Os óculos com IA venceram, e quase ninguém reparou
Durante uma década a indústria prometeu o computador para a cara, e continuou a lançar capacetes que ninguém usava ao pequeno-almoço. O aparelho que realmente vingou acabou por ser a opção menos de ficção científica de todas: óculos de aspecto normal com câmara, microfones, colunas e uma IA à escuta. Em 2026 deixaram de ser um gadget e passaram a ser um hábito — e quase ninguém teve o grande momento "o futuro chegou", porque ele apareceu disfarçado de uns Ray-Ban.
Porque venceram os óculos e não os capacetes
Construímos para ambos, por isso isto não é um ataque à VR — ela faz coisas que os óculos nunca farão. Mas os dois aparelhos respondem a perguntas completamente diferentes. Um capacete é um sítio aonde vais: libertas tempo, sentas-te, desapareces lá dentro. Os óculos são algo que levas contigo para o mundo e te esqueces que trazes. Um pede-te para mudares o teu dia; o outro vem à boleia dele. Para um wearable de dia inteiro, invisível ganha sempre a imersivo.
O formato vencedor é o aborrecido — 99% o mesmo objecto já colado à tua cara, mais uns gramas de silício. É esse o truque todo. Ninguém adopta uma categoria nova; adoptam uma versão ligeiramente mais inteligente de algo que já faz parte da rotina.
O que muda de facto
Tira o hype e a superfície útil é mais pequena e mais banal do que os keynotes sugerem — e é precisamente por isso que pega:
- Captura sem atrito. Fotos e vídeo na primeira pessoa, mãos livres, a partir da tua linha de visão. A câmara está sempre lá, por isso os momentos que morriam enquanto tirabas o telemóvel do bolso agora ficam registados.
- Áudio, de ouvido aberto, o dia todo. Chamadas, mensagens e música sem tapar os ouvidos.

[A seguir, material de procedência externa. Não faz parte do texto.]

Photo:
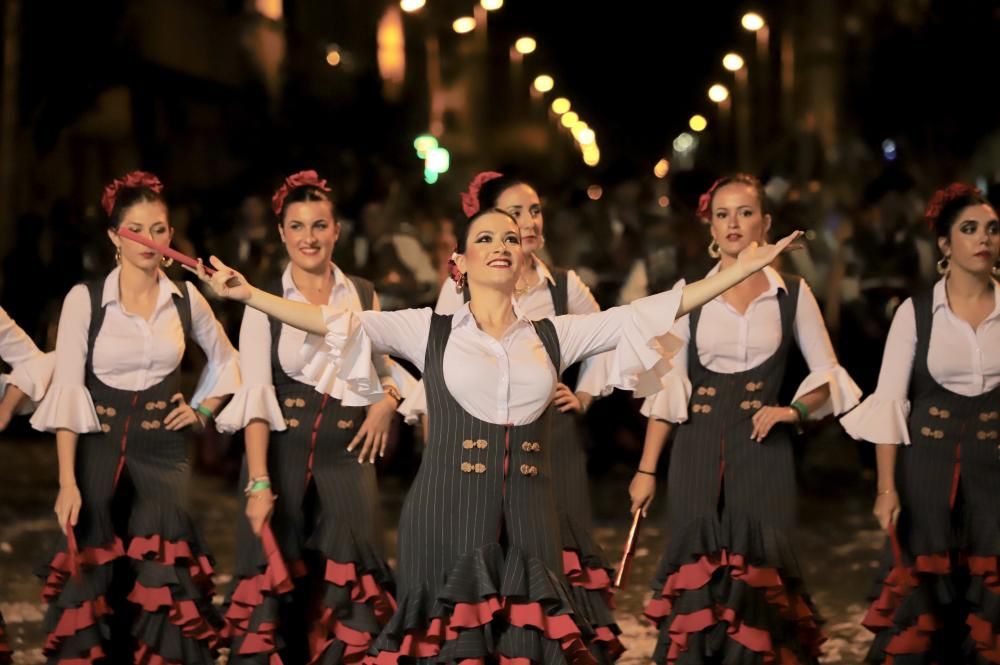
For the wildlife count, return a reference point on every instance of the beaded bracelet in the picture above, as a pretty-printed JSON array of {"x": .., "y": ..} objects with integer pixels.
[{"x": 257, "y": 484}]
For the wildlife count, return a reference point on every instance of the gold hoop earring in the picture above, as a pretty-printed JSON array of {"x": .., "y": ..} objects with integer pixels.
[{"x": 713, "y": 249}]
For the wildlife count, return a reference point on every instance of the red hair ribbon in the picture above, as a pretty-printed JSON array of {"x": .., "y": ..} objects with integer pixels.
[
  {"x": 128, "y": 181},
  {"x": 705, "y": 200},
  {"x": 301, "y": 179},
  {"x": 453, "y": 270},
  {"x": 470, "y": 197},
  {"x": 943, "y": 197}
]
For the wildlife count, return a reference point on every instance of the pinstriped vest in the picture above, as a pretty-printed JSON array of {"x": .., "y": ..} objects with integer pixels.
[
  {"x": 311, "y": 415},
  {"x": 479, "y": 483}
]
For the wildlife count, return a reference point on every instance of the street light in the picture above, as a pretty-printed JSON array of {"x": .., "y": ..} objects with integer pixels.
[
  {"x": 560, "y": 105},
  {"x": 733, "y": 62},
  {"x": 333, "y": 56},
  {"x": 464, "y": 25},
  {"x": 525, "y": 45},
  {"x": 544, "y": 83},
  {"x": 718, "y": 93},
  {"x": 752, "y": 21},
  {"x": 684, "y": 142}
]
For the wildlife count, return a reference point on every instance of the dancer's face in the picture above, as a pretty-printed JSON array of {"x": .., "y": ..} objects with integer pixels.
[
  {"x": 523, "y": 204},
  {"x": 737, "y": 218},
  {"x": 310, "y": 233},
  {"x": 493, "y": 254},
  {"x": 973, "y": 243},
  {"x": 149, "y": 219}
]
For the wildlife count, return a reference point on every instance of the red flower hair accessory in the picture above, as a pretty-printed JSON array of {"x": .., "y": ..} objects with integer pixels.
[
  {"x": 943, "y": 197},
  {"x": 470, "y": 197},
  {"x": 705, "y": 200},
  {"x": 128, "y": 181},
  {"x": 300, "y": 179}
]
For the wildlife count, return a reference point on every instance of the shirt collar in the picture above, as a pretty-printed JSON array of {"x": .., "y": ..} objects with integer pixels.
[
  {"x": 463, "y": 316},
  {"x": 939, "y": 298},
  {"x": 543, "y": 272},
  {"x": 111, "y": 293},
  {"x": 774, "y": 279},
  {"x": 290, "y": 291}
]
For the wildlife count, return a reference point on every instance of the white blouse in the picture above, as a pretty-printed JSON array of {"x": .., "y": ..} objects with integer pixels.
[
  {"x": 535, "y": 303},
  {"x": 131, "y": 353},
  {"x": 32, "y": 369},
  {"x": 256, "y": 398},
  {"x": 730, "y": 342},
  {"x": 505, "y": 381},
  {"x": 962, "y": 360}
]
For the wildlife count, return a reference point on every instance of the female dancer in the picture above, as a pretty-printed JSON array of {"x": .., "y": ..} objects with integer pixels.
[
  {"x": 32, "y": 370},
  {"x": 479, "y": 546},
  {"x": 938, "y": 598},
  {"x": 119, "y": 417},
  {"x": 298, "y": 447},
  {"x": 541, "y": 293},
  {"x": 26, "y": 384},
  {"x": 732, "y": 482}
]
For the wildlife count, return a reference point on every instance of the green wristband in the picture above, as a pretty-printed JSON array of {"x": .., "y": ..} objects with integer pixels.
[{"x": 259, "y": 486}]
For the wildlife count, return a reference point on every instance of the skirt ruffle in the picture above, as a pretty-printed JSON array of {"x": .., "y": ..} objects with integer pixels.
[
  {"x": 729, "y": 591},
  {"x": 492, "y": 606}
]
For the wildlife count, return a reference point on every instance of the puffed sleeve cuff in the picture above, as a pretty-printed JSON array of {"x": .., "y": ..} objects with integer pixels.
[
  {"x": 879, "y": 420},
  {"x": 398, "y": 377},
  {"x": 641, "y": 361},
  {"x": 415, "y": 405},
  {"x": 671, "y": 403},
  {"x": 66, "y": 407},
  {"x": 593, "y": 378},
  {"x": 844, "y": 393},
  {"x": 218, "y": 380},
  {"x": 251, "y": 403},
  {"x": 32, "y": 377},
  {"x": 341, "y": 363}
]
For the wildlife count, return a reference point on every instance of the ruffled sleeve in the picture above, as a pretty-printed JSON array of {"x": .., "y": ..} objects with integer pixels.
[
  {"x": 340, "y": 363},
  {"x": 258, "y": 402},
  {"x": 844, "y": 393},
  {"x": 814, "y": 341},
  {"x": 221, "y": 375},
  {"x": 879, "y": 420},
  {"x": 66, "y": 407},
  {"x": 32, "y": 377},
  {"x": 415, "y": 405},
  {"x": 882, "y": 417},
  {"x": 67, "y": 404},
  {"x": 638, "y": 336}
]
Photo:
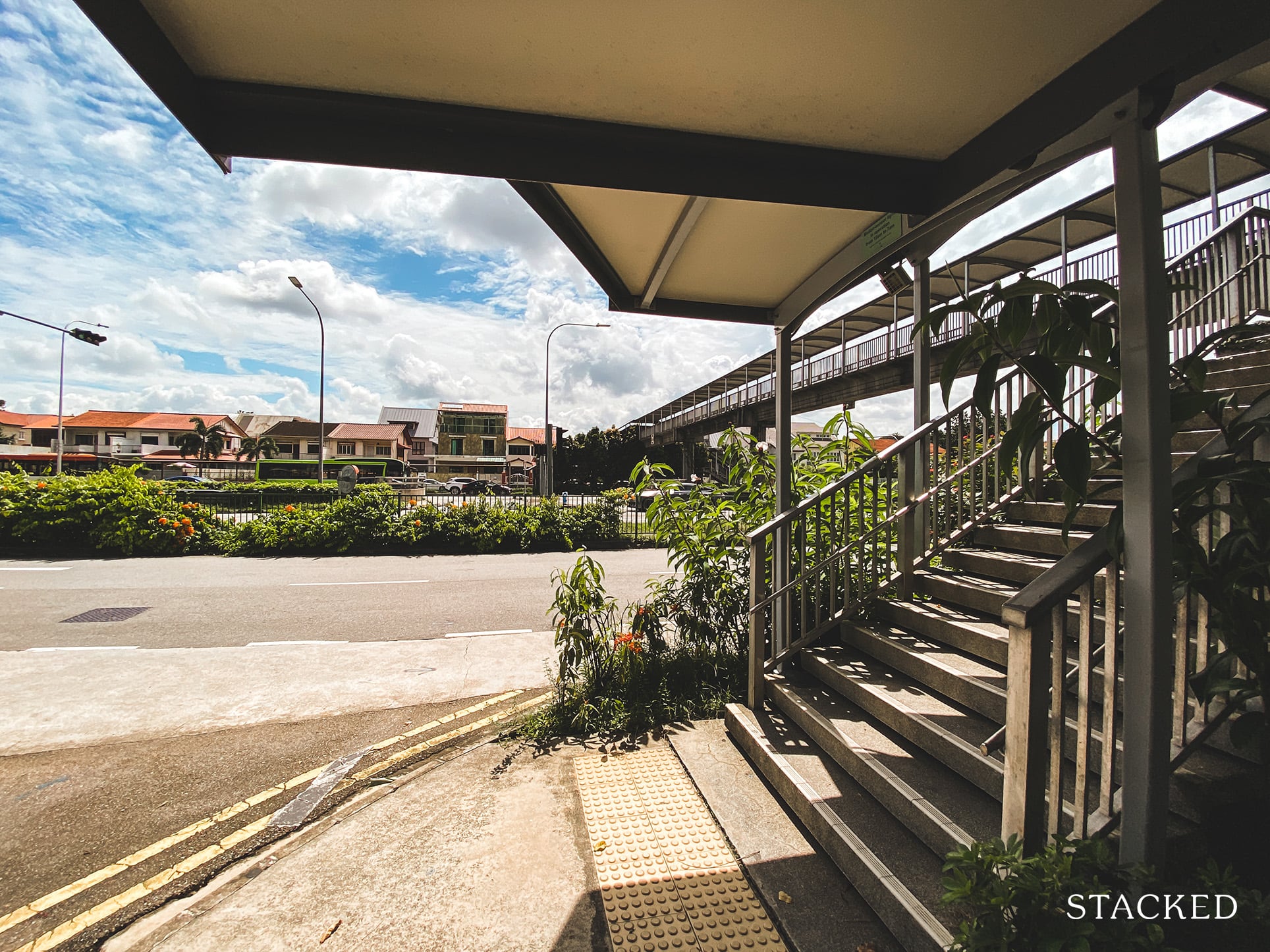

Pequeno, mas é a razão pela qual ficam na cara doze horas.
- IA rápida, olhos em cima. "O que estou a ver, o que diz este sinal, lembra-me mais tarde." Genuinamente útil quando funciona — e ainda frustrantemente regional no que lhe é permitido fazer.
Repara no que não está na lista: um ecrã na frente cheio de apps a flutuar. O aparelho mainstream ainda não tem, na maioria, ecrã — e não precisa dele para importar. A IA é a interface.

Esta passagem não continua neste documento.